Логику воздействия масс-медиа Ж. Бодрийяр называет "логикой Деда Мороза". "Это не логика тезиса и доказательства, но логика легенды и вовлеченности в нее. Мы в нее не верим, и однако она нам дорога" [34, с. 137]. Для функционирования современного Деда Мороза не так важно его реальное существование, он просто выступает в роли "волшебной связи" с родителями. "Подарки Деда Мороза лишь скрепляют собой это соглашение" [34, с. 138]. По этому же принципу происходит воздействие рекламы, поскольку человек "верит" рекламе так, как ребенок - Деду Морозу. "Решающее воздействие на покупателя оказывает не риторический дискурс и даже не информационный дискурс о достоинствах товара. Зато индивид чувствителен к скрытым мотивам защищенности и дара, к той заботе, с которой "другие" его убеждают и уговаривают, к не уловимому сознанием знаку того, что где-то есть некая инстанция (в данном случае социальная, но прямо отсылающая к образу матери), которая берется информировать его о его собственных желаниях, предвосхищая и рационально оправдывая их в его собственных глазах" [34, с. 138].
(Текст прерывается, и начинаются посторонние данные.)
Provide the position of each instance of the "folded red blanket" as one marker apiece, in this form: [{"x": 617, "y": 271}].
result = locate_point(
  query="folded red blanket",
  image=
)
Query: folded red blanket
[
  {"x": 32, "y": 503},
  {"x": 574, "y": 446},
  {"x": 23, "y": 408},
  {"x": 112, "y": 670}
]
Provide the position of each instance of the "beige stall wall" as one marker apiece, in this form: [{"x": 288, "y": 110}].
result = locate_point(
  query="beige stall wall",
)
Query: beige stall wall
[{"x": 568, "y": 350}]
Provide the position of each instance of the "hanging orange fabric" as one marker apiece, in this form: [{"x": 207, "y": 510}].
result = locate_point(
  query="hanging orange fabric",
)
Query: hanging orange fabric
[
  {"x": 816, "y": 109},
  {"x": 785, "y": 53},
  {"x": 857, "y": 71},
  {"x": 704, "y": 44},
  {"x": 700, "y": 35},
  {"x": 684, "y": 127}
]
Покупка товара также развертывается в этой же плоскости, когда товар функционирует как забота фирмы о публике. "Вещь нацелена на вас, она вас любит. А поскольку она вас любит, вы и сами себя чувствуете существующим - вы "персонализированы". Это и есть главное, сама же покупка играет второстепенную роль. Изобилием товаров устраняется дефицит, широкой рекламой устраняется психическая неустойчивость. Ибо хуже всего, когда приходится самому придумывать мотива-
217
ции для поступков, любви, покупок" [34, с. 141]. Последнее высказывание нам представляется очень интересным для функционирования массового сознания. Ведь все институты общества направлены на то, чтобы избавить человека от "страданий" по поводу выбора хорошей/плохой газеты, работы, сорта сыра и т.д. Человек не должен оставаться сам. За него мотивацию выбора создают и подсказывают другие. Реклама, подобно сновидениям, как считает Бодрийяр, "фиксирует потенциал воображаемого и дает ему выход" [34, с. 143]. Другими словами, происходит как бы институализация даже индивидуального. Человек постепенно лишается возможности выстраивать свой собственный выбор.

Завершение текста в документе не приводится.